インスタント マリッジ~取り急ぎ結婚ということで~
入浴を済ませて自分の部屋に戻り、ベッドの上に寝転んで大きく伸びをした。

そしてなんとなく右手をじっと見る。

キヨの店であのナンパ男に手を握られたときは不快感で吐き気までしたのに、尚史に手を握られてもまったく平気だったのだから不思議なものだ。

それはやはり信頼関係の違いなんだろう。

小さな頃からお互いをよく知った仲の尚史が、急に私に襲いかかったりはしないとわかっている安心感は大きい。
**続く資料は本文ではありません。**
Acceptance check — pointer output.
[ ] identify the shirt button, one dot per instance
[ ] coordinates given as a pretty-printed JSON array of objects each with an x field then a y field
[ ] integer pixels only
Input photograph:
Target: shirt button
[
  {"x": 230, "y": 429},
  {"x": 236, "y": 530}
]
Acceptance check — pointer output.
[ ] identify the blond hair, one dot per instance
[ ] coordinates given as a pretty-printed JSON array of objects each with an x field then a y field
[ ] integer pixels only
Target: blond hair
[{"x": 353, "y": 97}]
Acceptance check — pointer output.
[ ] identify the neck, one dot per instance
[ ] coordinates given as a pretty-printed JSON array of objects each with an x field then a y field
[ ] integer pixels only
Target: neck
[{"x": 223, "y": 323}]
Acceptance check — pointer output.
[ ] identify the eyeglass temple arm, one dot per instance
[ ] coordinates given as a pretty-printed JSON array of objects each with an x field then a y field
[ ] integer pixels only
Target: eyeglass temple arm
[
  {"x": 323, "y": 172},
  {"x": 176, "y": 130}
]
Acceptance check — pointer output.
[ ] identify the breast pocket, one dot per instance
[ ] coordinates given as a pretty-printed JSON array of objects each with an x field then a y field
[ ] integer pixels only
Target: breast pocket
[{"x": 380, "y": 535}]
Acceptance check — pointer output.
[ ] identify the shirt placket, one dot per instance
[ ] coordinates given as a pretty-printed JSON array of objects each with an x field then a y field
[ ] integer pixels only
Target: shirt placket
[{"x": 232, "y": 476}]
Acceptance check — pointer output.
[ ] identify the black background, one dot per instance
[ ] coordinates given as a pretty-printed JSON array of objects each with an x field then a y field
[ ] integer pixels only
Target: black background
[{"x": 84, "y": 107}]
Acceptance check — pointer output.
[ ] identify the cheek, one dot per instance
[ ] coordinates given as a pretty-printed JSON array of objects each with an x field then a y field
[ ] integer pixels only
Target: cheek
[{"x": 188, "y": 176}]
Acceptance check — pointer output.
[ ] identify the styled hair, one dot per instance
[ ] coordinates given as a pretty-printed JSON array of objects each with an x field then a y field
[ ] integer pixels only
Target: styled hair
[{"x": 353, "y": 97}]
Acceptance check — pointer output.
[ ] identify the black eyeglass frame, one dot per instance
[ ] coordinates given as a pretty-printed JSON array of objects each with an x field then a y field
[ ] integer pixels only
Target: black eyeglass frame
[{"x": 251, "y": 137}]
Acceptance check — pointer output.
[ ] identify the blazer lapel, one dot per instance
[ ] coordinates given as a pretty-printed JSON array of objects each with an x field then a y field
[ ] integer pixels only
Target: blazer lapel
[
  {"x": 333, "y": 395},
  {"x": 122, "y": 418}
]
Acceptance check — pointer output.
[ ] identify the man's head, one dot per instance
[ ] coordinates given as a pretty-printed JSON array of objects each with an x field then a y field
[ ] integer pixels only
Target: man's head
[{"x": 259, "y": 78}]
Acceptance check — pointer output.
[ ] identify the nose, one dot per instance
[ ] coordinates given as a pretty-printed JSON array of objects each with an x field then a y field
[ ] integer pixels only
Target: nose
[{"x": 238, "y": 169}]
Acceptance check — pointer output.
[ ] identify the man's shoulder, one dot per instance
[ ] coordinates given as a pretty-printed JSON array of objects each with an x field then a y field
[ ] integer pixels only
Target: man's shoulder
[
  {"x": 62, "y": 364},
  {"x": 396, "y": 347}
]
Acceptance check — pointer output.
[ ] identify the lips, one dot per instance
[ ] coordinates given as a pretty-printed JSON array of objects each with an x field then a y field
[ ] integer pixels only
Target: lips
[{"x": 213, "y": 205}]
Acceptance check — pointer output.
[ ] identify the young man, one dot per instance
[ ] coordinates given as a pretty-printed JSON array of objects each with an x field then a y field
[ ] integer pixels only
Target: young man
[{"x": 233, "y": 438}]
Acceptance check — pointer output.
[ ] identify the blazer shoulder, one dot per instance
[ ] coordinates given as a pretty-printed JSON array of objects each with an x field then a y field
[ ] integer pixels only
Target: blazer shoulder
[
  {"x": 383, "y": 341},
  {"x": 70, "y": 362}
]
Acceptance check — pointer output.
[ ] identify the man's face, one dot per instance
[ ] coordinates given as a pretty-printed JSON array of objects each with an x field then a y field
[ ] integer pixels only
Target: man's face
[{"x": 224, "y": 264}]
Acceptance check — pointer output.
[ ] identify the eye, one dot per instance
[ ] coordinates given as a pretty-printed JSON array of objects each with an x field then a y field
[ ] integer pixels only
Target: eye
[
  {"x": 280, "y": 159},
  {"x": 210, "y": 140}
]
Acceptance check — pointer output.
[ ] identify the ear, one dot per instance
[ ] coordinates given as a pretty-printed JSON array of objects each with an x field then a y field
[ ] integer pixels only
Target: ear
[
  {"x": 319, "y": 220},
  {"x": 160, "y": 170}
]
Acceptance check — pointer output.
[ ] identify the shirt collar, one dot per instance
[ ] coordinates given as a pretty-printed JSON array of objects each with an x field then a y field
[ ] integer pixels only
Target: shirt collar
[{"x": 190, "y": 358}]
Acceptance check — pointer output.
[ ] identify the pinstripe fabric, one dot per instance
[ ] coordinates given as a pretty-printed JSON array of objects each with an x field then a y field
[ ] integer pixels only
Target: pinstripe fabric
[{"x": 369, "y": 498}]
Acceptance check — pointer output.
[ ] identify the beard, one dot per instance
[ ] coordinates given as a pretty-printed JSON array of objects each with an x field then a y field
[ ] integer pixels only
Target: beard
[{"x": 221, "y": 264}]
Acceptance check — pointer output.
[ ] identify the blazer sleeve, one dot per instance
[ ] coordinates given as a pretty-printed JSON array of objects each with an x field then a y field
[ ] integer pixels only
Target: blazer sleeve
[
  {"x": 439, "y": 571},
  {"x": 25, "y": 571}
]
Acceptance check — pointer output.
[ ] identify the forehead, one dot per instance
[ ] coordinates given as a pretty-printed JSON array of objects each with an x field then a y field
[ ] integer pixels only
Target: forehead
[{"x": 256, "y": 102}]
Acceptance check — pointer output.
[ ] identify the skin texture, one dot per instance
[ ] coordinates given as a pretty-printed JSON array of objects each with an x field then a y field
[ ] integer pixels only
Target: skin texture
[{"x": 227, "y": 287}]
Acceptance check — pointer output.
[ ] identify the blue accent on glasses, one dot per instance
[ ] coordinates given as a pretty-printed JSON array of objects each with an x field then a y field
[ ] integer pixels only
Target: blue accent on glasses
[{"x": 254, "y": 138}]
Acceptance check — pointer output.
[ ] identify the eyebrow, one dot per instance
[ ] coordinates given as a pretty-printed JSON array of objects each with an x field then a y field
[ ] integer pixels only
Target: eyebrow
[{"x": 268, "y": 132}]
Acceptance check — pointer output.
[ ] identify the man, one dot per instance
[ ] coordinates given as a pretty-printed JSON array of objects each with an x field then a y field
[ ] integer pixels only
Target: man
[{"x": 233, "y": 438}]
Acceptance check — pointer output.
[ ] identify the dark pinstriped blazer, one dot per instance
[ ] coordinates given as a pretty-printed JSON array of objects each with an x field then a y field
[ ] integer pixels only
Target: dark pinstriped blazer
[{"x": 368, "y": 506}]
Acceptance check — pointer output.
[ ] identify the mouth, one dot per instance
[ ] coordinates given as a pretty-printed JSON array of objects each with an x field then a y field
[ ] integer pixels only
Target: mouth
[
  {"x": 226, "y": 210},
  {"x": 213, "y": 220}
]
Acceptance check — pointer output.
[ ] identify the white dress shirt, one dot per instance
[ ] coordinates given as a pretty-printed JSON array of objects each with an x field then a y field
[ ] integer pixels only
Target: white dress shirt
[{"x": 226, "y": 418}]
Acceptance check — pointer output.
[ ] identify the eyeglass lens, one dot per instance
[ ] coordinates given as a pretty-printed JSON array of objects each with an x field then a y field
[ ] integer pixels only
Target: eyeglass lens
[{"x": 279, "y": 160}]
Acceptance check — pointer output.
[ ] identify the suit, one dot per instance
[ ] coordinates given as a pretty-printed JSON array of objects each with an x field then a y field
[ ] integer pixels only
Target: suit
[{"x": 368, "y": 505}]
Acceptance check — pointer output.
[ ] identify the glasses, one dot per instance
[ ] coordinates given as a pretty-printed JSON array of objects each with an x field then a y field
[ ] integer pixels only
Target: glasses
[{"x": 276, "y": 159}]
尚史と手を握り合ったのは、ほんの一瞬、せいぜい1秒くらいのことだったと思う。

それでも尚史の手の大きさを実感するにはじゅうぶんだった。

小学校の4年くらいまでは私の方が大きかったのに、いつの間にか背を追い越され、中学生になると小柄だった尚史が成長期の波に乗って手足も肩幅も私よりずっと大きくなっていた。

ナンパ男に拉致されそうになったところを助けられて、尚史は私より体が小さかったときも、いつも私のことを守ってくれていたことを思い出した。

いまさらだし当たり前だけど、尚史は男で私は女だと言うことだ。

背中の真ん中辺りの自分の手が届かない場所がむず痒いような、直に触れることのできないお腹の奥がくすぐったいような、不快感とも違和感とも違うこの不思議な感覚はなんだろう?